Altro che svolta Mediaset. Berlinguer non basta per rifarsi una verginità

A Mediaset, quando hanno saputo che Bianca Berlinguer sarebbe stato il primo vero “colpo” di Piersilvio Berlusconi nell’anno zero dopo Silvio, hanno commentato così: “Abbiamo comprato il cognome”. A ben vedere il cognome ce l’avevano già, Laura (sorella minore di Bianca) a Mediaset è di casa da tempo, giornalista apprezzata di cose di politica. Ma Bianca Berlinguer è “la figlia di Berlinguer” che gli italiani conoscono e riconoscono, e Berlusconi jr, come il padre, sa bene che ciò che conta è avere una buona storia facilmente riconoscibile da raccontare.

Mediaset, da sempre fortino di interessi (e solo dopo di idee) del capo Silvio Berlusconi ora si scopre patria del “pluralismo”

La “storia” da servire è già cotta: Mediaset, da sempre fortino di interessi (e solo dopo di idee) del capo Silvio Berlusconi ora si scopre patria del “pluralismo”. “Basta trash e più informazione, ecco la nuova Mediaset di Pier Silvio Berlusconi” battono le agenzie, titolano i giornali, dice la gente. Basta l’ingaggio di Bianca Berlinguer per sventolare una verginità prêt-à-porter da rifilare all’opinione pubblica e gli inserzionisti. Secondo i canoni della buona pubblicità la narrazione è sostenuta da un “nuovo” che arriva (il caravanserraglio berlingueriano che fu Cartabianca) e un “vecchio” che si rottama.

La vittima sacrificale è Barbara D’Urso, che dopo 20 anni si ritrova in panchina. Niente paura, la panchina è comoda e ben pagata fino a dicembre. Poi nel 2024 in questo calderone di finto mercato televisivo che mischia le carte ma mantiene sempre gli stessi protagonisti uno spiraglio si aprirà anche per lei. L’ex conduttrice di Pomeriggio 5 promette battaglia: “Continuano a dirmi trash: se fossi trash, – dice – col programma sotto testata giornalistica avrei un richiamo dal cdr, mai successo”.

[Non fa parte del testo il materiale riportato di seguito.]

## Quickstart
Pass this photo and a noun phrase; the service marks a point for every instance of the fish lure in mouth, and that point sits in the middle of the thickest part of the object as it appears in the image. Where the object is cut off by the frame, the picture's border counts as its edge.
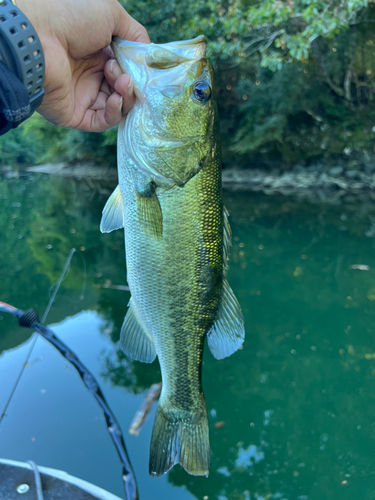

A conti fatti il tele-mercato estivo ha rimescolato le carte di un mazzo che è rimasto intatto

Non ha tutti i torti. Sono in molti a chiedersi come possano essere definiti “giornalistici” programmi televisivi che sfidano i principi deontologici della professione. Nella favola di Mediaset improvvisamente responsabile, plurale e adulta ci sono, ovviamente, delle omissioni. Anche questa è una vecchia regola: raccontare solo ciò che è funzionale alla narrazione è il principio di ogni propaganda. Passa in secondo piano quindi che Bianca Berlinguer sia stata lasciata partire dalla Rai anche per i risultati più che deludenti della sua trasmissione regolarmente battuta da Giovanni Floris su La 7.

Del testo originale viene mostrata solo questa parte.